Мистер Коллинз, кроме того, добавляет:
– Вот каково его представление о христианском всепрощении! Остальная часть его письма посвящена только интересному положению его дорогой Шарлотты и их ожиданию первенца. Но, Лиззи, ты выглядишь так, будто тебе это не понравилось. Я надеюсь, ты не собираешься начать жеманничать и притворяться, что тебя оскорбляет пустая болтовня. Для чего мы живем, как не для того, чтобы вносить оживление в скучную жизнь наших соседей и, в свою очередь, потешаться над ними?
– Ах! – воскликнула Элизабет. – Как это забавно. Но и как странно!
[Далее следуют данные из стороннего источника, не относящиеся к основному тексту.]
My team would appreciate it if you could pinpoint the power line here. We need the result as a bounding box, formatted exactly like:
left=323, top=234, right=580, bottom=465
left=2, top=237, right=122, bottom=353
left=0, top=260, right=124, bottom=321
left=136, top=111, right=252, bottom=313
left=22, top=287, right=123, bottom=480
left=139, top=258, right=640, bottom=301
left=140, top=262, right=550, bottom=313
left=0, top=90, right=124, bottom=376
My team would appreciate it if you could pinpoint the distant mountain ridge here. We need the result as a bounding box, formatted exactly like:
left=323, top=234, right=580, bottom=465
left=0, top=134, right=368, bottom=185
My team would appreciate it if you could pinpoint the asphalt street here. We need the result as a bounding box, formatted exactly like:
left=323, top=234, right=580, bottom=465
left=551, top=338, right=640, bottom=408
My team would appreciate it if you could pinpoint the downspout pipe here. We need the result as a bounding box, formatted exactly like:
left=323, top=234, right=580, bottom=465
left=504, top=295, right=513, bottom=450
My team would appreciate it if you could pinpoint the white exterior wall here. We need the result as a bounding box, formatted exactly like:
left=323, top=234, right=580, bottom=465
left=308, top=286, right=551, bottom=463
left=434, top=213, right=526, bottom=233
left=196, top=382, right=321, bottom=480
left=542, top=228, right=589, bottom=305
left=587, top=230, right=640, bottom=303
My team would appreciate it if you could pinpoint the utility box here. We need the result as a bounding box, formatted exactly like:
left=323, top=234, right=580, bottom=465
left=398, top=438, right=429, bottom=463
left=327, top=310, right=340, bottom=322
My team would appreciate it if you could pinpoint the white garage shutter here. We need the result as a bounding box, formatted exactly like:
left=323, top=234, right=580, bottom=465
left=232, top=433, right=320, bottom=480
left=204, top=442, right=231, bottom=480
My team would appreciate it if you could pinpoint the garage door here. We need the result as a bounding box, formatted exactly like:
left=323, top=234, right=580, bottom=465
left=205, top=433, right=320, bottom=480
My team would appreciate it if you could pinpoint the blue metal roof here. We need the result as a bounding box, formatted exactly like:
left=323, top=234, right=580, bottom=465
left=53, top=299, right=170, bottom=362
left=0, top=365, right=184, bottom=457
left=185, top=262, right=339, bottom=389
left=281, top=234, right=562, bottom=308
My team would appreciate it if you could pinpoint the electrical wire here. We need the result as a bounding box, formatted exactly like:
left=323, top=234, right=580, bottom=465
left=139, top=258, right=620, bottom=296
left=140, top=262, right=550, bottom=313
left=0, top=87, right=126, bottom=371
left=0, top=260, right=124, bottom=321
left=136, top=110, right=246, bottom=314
– Но именно это и делает все забавным. Если бы они выбрали кого-нибудь другого, это было бы не слишком интересным, но его полное равнодушие и твоя подчеркнутая неприязнь делают историю восхитительно абсурдной! Как бы я ни ненавидел писанину, я бы ни за какие деньги не отказался от переписки с мистером Коллинзом. Более того, когда я читаю его письма, я не могу не отдать ему предпочтение по сравнению даже с Уикхемом, как бы высоко я ни ставил наглость и лицемерие моего любезного зятя. Кстати, Лиззи, а как отреагировала леди Кэтрин на эту новость? Она приезжала, чтобы отказать тебе в своем благословении?
На этот вопрос дочь ответила только смехом, и так как он был задан без малейшего подозрения, она не была поставлена в неудобное положение его повторением. Элизабет никогда не была растеряна как сейчас, настолько, что не была способна изображать чувства, которых не испытывала. Нужно было смеяться, в то время как ей хотелось плакать. Ее отец невольно самым жестоким образом ранил ее тем, что сказал о равнодушии мистера Дарси, и она не могла ничего поделать, кроме как удивляться такому отсутствию проницательности или опасаться, что, возможно, не он видел слишком мало, а она вообразила слишком много.